On 6 June, Akershus Art Center in Lillestrøm outside of Oslo opened a summer exhibition presenting a selection from Guttorm Guttormsgaard’s archive – a unique, highly eclectic collection of art, crafts, and other treasures. Last autumn, the eighty-year-old Norwegian artist donated his archive to a foundation currently led by art historian Ellef Prestsæter. Prestsæter sees the archive as a place for knowledge production, and while the archive is waiting for a permanent institutional home, the intention is to collaborate with a broad spectrum of other initiatives and institutions. Amongst current collaborators, he lists: the residency organisation Praksis; the Art Academy in Oslo; and Hospital Prison University Archive, an artist run space in Copenhagen. This autumn, the archive will also present an extensive programme at the Norwegian National Library.
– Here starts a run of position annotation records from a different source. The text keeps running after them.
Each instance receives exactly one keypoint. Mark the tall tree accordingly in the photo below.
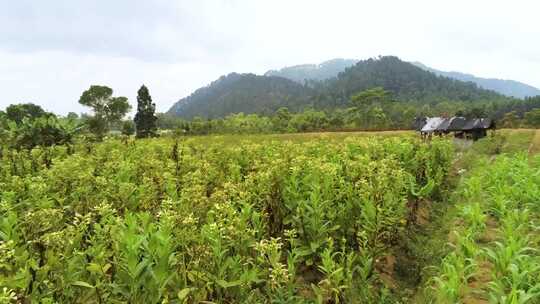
(107, 109)
(18, 112)
(145, 119)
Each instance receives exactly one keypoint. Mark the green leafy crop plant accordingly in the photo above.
(178, 221)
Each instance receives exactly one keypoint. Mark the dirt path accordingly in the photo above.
(534, 147)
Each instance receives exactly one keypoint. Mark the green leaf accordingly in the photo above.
(225, 284)
(82, 284)
(182, 294)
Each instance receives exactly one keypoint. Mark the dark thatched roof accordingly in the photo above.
(452, 124)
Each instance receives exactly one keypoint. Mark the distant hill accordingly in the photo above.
(302, 73)
(506, 87)
(246, 93)
(250, 93)
(404, 80)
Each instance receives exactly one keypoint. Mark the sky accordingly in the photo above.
(51, 51)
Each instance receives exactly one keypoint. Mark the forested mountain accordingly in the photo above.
(404, 80)
(250, 93)
(305, 72)
(510, 88)
(247, 93)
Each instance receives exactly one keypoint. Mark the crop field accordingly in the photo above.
(300, 218)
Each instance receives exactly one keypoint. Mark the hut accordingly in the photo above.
(467, 128)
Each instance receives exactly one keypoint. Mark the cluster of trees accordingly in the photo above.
(371, 109)
(28, 125)
(263, 95)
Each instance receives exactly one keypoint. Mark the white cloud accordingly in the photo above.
(50, 51)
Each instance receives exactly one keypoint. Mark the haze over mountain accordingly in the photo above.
(305, 72)
(510, 88)
(250, 93)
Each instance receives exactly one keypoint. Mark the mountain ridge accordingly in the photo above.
(508, 87)
(250, 93)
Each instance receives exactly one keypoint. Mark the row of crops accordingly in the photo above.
(159, 221)
(494, 256)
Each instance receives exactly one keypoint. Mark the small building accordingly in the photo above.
(467, 128)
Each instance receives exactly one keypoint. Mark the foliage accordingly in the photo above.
(494, 254)
(128, 128)
(107, 109)
(18, 112)
(145, 119)
(174, 221)
(252, 94)
(43, 131)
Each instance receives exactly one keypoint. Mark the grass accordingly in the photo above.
(296, 137)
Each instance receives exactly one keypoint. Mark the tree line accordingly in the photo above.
(28, 125)
(371, 109)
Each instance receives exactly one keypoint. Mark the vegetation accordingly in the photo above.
(145, 119)
(372, 109)
(493, 243)
(408, 84)
(180, 222)
(107, 109)
(307, 73)
(506, 87)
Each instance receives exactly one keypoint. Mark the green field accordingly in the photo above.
(351, 217)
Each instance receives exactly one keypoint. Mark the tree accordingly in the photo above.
(107, 109)
(533, 118)
(510, 120)
(18, 112)
(370, 97)
(145, 119)
(42, 131)
(369, 107)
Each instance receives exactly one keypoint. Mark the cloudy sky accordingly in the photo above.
(51, 51)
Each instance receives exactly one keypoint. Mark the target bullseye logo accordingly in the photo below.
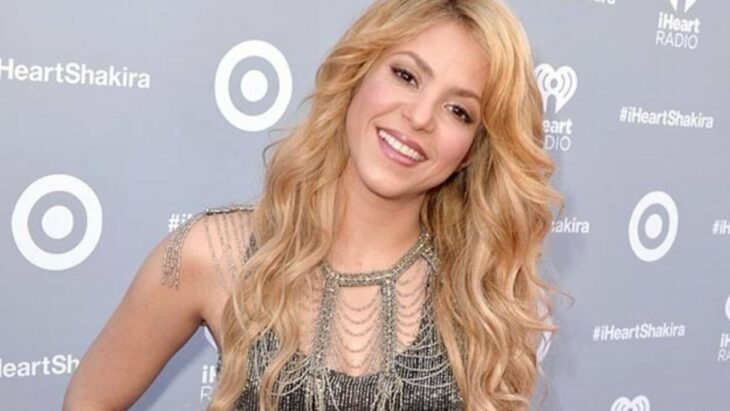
(649, 229)
(57, 222)
(253, 85)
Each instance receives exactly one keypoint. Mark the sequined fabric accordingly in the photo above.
(399, 370)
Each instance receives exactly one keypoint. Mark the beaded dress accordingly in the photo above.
(381, 354)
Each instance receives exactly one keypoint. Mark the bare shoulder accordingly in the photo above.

The presentation at Akershus Art Center is the latest in a string of recent projects highlighting the archive’s eclectic principles. Curated by Monica Holmen and Martina Petrelli, the exhibition juxtaposes works by acknowledged artists like Peder Balke, Lars Hertervig, Käthe Kollwitz, and Bendik Riis, alongside wooden birds carved by Soviet prisoners of war, landscape paintings by unknown artists, carpet beaters, and cigarette cases. Read the story in Norwegian here.

The National Museum Jamtli in Öresund, Sweden. Photo: The National Museum.

Uncertain future for the Swedish National Museum’s northern branch

Due to the Swedish National Museum’s financial struggles, there are fears mounting that the future of its new northern branch, Jamtli in Öresund, could be endangered. The Museum’s Jamtli property is currently mortgaged for 27 million SEK (2.8 million EUR), and to pull through financially last year the museum sold Ilya Repin’s painting Narcissus (1916), a decision that received much criticism. Head of the Jamtli Foundation, Karin Thomasson, told Swedish broadcaster SVT that the foundation is still waiting for a signed agreement with National Museum Director Susanna Petterson, and that it is not quite sure for how many years the agreement will run. For her part, Petterson claims that Jamtli is prioritised. “I understand that they are worried because of the National Museum’s financial problems – but the National Museum has certain priorities, and Jamtli in Östersund is on that list of priorities,” Petterson said to SVT.